Micky Beisenherz: Sorry, I’m here privately

My name is Mickey Beisenherz. In Castrop-Rauxel I am a world star. Elsewhere I have to pay for everything myself. I am a multimedia (single) general store. Author (Extra3, Jungle Camp), presenter (ZDF, NDR, ProSieben, ntv), podcast host (“Apocalypse and Filter Coffee”), occasional cartoonist. There are things that strike me. Sometimes even upset me. And since the impulse control is constantly jammed, they probably have to get out. My religious symbol is the crosshair. The razor blade is my dance floor. And just now it itches in the feet again.

It’s the worst in the car.

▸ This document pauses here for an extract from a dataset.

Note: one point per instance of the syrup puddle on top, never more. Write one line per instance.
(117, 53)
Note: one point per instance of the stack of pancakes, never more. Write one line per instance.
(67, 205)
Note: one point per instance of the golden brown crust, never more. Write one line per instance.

How many voice messages have become almost unheard because the author had recorded them while parking and the infernal roar overlaid the precious messages? Since vehicles have been equipped with assistance systems that every Mars rover can only dream of, one is exposed to a cacophony behind the wheel as if one were an arcade operator in Lloret de Mar.

Cacophony behind the wheel

You can no longer achieve the nonchalance of a Steve McQueen in modern vehicles simply because the hysterical whistling when driving forwards and backwards suggests a kind of acoustic near-death experience that has nothing to do with the rather unspectacular parking in front of the bakery. Warnings are given in a wide variety of tones, until you even tend to whisper a casual “Hey, now stay calm” to the car with a Claude Oliver Rudolph timbre.

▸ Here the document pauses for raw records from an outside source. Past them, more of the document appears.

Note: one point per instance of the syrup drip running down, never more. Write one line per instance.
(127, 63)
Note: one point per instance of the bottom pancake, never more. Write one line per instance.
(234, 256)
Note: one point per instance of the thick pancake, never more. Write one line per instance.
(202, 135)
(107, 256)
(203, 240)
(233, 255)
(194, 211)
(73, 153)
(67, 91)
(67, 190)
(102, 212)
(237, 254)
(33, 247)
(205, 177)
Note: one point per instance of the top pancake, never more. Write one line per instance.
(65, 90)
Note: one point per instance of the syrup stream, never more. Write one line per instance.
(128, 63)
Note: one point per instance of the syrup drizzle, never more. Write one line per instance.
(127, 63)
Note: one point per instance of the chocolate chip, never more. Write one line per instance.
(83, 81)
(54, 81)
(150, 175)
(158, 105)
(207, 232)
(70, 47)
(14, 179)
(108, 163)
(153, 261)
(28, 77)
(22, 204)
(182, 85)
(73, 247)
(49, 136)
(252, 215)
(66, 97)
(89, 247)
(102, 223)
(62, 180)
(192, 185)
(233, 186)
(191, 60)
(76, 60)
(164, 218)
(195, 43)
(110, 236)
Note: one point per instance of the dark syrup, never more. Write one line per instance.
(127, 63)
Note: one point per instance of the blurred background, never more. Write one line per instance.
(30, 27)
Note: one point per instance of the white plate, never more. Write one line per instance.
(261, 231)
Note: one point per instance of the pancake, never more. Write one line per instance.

It’s not that motor vehicles didn’t send out very clear acoustic signals in the past. A tremendous rumbling always indicated subtly that one had underestimated the dimensions of one’s own vehicle. You also had to produce the unpleasant sounds coming from the cabin yourself. They did not apply to the driver of the vehicle, but to other road users who, according to the driver’s spontaneous analysis, behaved stupidly to the idiot and consequently “earned a lot in the face”.

Possibly the dictate of the equipment is evidence of a new culture of concerned paternalism. A sound that only wants good things for us, that wants to steer us in the right direction with its non-stop reprimands. In political jargon one speaks of a policy with a steering effect. A liberal would probably say: “Freedom is also the freedom to fly through the windshield with your skull first.”

Everything shrills and alarms

Overwhelmed, we stagger through everyday life in which it hoots and beeps. The car, the microwave, the electric blanket, the toaster – everything shrills and alarms. There are said to have been people who fell asleep peacefully in their living room armchair and burned to death because they mistook the smoke detector for an overzealous Thermomix and no longer had the nerve to go into this sound in more detail.

And our fridge? If you ignore its warning tones, it ignites the next stage and starts flashing violently. Like the strobe lights in a large Dutch disco. He’ll definitely be playing scooter soon.

So if I don’t get in touch soon, the worried Fridge has given his owner an epileptic seizure. But he only meant well.